The second phase of the planned changes to capital allowances legislation in relation to fixtures and fittings acquired as part of a property transaction came into effect from 1 April 2014 (corporation tax) and 6 April 2014 (income tax).

The first phase came into effect in April 2012, whereby the buyer was required to agree with the seller a figure for the capital allowances that were to transfer across with the sale of the property by way of a CAA2001 s.198 election, provided that the seller had made a claim for capital allowances in the first instance. If no claim had been made by the seller, then one was able to proceed as usual.

However, in addition to the changes of April 2012, it was announced that from April 2014 there would be a mandatory pooling requirement in order for the capital allowances to be claimed.
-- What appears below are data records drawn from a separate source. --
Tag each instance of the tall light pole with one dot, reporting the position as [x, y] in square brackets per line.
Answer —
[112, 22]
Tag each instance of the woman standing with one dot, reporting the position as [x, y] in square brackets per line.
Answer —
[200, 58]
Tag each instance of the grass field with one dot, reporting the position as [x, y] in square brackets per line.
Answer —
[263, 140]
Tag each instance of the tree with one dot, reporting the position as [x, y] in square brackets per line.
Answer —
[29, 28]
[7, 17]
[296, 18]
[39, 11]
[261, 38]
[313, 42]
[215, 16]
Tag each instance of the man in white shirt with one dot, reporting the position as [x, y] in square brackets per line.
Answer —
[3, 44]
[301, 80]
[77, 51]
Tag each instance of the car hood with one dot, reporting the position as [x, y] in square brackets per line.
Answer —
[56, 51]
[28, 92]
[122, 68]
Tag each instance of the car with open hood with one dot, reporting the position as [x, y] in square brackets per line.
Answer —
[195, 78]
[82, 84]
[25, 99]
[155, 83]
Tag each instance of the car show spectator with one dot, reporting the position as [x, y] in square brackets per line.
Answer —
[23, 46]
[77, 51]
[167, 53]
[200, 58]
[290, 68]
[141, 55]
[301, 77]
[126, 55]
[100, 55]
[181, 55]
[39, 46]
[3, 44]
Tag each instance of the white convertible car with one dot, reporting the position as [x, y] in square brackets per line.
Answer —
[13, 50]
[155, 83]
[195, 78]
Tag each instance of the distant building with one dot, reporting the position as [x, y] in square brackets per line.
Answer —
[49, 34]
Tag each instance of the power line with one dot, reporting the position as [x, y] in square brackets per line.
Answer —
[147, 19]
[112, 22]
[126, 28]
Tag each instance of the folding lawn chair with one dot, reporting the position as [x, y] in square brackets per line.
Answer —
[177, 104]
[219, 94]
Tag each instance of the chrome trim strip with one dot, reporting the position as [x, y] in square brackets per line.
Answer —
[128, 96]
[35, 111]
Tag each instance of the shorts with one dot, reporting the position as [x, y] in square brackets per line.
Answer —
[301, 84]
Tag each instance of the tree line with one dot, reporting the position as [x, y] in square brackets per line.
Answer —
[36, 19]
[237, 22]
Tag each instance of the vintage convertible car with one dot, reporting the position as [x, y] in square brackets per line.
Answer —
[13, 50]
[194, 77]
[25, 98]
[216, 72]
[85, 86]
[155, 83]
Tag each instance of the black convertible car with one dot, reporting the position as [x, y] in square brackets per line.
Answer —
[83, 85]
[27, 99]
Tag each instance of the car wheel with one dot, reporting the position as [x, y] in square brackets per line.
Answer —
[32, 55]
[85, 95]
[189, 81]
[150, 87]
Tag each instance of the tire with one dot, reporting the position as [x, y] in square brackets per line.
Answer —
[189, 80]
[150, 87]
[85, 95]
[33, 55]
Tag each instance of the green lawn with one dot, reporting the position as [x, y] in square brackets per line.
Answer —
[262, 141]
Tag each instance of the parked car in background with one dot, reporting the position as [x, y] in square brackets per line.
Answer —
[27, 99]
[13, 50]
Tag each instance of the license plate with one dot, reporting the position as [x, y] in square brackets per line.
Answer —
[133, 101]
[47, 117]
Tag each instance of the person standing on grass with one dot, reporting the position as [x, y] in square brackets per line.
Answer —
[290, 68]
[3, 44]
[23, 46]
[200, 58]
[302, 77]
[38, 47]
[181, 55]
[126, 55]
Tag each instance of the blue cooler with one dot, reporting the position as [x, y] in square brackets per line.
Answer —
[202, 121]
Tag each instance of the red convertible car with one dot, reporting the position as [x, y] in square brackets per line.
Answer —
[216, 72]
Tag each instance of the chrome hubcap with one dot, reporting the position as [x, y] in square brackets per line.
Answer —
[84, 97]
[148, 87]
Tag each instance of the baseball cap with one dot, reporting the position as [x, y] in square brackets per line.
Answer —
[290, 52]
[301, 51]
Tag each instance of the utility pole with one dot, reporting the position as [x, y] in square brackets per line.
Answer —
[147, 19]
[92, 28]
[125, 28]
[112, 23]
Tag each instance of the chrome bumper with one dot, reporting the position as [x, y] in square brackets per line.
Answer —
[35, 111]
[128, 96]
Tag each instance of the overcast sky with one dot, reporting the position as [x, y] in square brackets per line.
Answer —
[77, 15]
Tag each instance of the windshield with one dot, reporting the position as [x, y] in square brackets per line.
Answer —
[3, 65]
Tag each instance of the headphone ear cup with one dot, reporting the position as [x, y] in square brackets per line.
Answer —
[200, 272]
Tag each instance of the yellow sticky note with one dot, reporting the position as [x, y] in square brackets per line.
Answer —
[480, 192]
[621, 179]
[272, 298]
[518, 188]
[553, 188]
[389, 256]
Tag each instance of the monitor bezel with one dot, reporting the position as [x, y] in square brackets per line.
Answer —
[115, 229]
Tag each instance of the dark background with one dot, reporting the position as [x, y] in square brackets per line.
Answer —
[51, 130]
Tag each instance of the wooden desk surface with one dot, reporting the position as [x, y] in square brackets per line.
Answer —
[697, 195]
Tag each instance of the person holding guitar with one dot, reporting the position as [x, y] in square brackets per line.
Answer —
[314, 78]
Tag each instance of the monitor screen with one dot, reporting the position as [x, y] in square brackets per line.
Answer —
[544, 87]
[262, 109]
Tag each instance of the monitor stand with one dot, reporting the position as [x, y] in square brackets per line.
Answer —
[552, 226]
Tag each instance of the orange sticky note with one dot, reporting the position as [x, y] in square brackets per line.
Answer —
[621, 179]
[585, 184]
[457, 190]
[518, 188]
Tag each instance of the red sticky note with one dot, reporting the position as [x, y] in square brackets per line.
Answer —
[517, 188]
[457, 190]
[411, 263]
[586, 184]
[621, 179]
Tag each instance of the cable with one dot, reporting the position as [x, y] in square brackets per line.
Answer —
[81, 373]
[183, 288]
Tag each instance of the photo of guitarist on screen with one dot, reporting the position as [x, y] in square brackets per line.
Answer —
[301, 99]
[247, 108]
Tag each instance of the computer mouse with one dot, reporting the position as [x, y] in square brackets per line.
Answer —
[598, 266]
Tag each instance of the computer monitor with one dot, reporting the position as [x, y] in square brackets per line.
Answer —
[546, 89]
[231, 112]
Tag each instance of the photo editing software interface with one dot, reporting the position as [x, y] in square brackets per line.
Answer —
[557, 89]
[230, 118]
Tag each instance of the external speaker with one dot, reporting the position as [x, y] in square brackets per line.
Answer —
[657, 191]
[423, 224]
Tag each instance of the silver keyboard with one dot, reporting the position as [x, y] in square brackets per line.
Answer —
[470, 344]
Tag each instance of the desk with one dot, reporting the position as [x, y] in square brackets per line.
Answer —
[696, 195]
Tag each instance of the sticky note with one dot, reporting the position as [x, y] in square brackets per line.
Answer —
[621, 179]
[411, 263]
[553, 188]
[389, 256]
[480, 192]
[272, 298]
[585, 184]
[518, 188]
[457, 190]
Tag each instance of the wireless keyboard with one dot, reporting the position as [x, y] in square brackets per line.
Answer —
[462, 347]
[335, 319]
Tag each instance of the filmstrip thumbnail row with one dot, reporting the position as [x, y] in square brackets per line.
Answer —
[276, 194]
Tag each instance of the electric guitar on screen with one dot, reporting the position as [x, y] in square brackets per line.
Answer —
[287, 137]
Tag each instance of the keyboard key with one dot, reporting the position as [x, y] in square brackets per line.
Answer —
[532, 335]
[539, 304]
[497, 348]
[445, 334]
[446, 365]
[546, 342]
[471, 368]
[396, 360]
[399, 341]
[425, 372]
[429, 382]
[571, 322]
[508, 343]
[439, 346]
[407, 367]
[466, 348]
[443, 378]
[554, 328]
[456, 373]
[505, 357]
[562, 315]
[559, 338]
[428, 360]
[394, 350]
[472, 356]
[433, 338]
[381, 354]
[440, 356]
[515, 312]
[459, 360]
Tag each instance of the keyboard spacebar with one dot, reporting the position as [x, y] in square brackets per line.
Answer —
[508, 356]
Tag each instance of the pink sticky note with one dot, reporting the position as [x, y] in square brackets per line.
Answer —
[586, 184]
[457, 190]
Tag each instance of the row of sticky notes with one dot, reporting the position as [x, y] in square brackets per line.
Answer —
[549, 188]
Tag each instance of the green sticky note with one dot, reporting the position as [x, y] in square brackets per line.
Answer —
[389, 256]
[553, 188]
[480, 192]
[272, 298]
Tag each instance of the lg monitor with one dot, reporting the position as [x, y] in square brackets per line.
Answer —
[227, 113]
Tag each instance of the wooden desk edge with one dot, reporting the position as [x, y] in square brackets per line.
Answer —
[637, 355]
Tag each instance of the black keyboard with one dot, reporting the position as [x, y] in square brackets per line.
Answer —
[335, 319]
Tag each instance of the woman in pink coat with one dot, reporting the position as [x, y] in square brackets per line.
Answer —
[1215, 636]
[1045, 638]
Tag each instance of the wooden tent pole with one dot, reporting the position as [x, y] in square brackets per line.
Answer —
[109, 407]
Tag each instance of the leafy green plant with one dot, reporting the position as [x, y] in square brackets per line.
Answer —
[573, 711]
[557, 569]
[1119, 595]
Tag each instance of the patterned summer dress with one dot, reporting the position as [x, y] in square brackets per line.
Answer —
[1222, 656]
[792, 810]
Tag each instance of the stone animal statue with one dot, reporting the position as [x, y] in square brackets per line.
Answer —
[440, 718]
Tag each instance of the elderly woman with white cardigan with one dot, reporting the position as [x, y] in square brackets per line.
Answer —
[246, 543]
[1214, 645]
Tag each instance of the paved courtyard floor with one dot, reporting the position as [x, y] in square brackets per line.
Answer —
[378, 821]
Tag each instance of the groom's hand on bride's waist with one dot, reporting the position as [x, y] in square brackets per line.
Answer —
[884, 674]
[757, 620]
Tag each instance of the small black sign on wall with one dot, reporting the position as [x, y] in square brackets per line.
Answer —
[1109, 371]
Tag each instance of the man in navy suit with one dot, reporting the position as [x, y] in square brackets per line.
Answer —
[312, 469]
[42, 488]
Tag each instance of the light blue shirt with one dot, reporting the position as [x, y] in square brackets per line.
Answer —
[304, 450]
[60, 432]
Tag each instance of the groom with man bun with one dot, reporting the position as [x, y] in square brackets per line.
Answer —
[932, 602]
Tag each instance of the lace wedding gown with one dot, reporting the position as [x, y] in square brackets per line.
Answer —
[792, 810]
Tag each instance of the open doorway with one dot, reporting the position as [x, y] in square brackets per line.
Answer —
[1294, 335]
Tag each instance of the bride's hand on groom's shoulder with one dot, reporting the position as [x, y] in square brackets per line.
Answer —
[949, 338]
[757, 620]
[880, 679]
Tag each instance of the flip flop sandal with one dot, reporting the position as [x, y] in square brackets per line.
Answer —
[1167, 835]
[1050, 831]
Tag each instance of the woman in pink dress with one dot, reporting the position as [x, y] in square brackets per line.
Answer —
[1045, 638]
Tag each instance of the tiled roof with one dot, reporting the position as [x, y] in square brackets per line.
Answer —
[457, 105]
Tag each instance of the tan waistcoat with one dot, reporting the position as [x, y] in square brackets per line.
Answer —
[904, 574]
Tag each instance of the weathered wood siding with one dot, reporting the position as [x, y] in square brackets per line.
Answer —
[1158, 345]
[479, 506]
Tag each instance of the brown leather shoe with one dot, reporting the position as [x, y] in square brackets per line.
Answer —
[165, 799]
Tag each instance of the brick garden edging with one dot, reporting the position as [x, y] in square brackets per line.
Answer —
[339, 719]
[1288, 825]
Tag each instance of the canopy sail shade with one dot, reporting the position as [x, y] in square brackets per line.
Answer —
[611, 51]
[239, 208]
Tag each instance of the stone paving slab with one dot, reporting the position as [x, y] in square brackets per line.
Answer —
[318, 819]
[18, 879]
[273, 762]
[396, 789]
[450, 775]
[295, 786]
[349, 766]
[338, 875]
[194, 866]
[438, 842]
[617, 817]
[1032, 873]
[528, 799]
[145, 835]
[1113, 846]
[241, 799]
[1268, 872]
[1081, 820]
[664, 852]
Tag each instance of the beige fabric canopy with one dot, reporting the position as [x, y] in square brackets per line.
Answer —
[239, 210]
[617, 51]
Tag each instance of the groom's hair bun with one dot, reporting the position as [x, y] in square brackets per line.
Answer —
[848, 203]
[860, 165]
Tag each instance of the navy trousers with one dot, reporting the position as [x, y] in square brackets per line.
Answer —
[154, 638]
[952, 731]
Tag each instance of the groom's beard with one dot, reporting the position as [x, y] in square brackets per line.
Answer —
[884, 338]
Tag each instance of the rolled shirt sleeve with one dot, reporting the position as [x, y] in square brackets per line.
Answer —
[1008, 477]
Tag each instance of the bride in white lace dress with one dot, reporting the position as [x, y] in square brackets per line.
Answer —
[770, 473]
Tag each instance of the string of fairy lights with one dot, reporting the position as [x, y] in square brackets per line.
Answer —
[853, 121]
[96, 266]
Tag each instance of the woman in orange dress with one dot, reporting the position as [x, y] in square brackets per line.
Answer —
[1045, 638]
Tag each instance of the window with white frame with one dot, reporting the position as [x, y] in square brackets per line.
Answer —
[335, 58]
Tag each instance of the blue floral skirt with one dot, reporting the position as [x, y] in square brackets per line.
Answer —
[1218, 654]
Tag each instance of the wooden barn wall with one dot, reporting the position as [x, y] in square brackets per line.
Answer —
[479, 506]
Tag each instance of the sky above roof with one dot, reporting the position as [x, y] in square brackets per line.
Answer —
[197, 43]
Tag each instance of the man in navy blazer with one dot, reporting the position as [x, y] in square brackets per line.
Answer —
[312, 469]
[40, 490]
Therefore, it is critical that capital allowances are dealt with during the transaction, since failure to do so will result in losing these allowances, not only for the current buyer but for all subsequent buyers.

The only instance where the mandatory pooling requirement does not apply is when the seller themselves were not eligible to claim capital allowances, for example a developer.

These rules only apply to current and future transactions and, contrary to what some articles/advertisements are suggesting those who have owned property prior to April 2014 are not directly affected by the new rules and thus capital allowances can be claimed by them any time prior to selling the property, although unless the allowances are pooled future owners will lose the entitlement to claim capital allowances.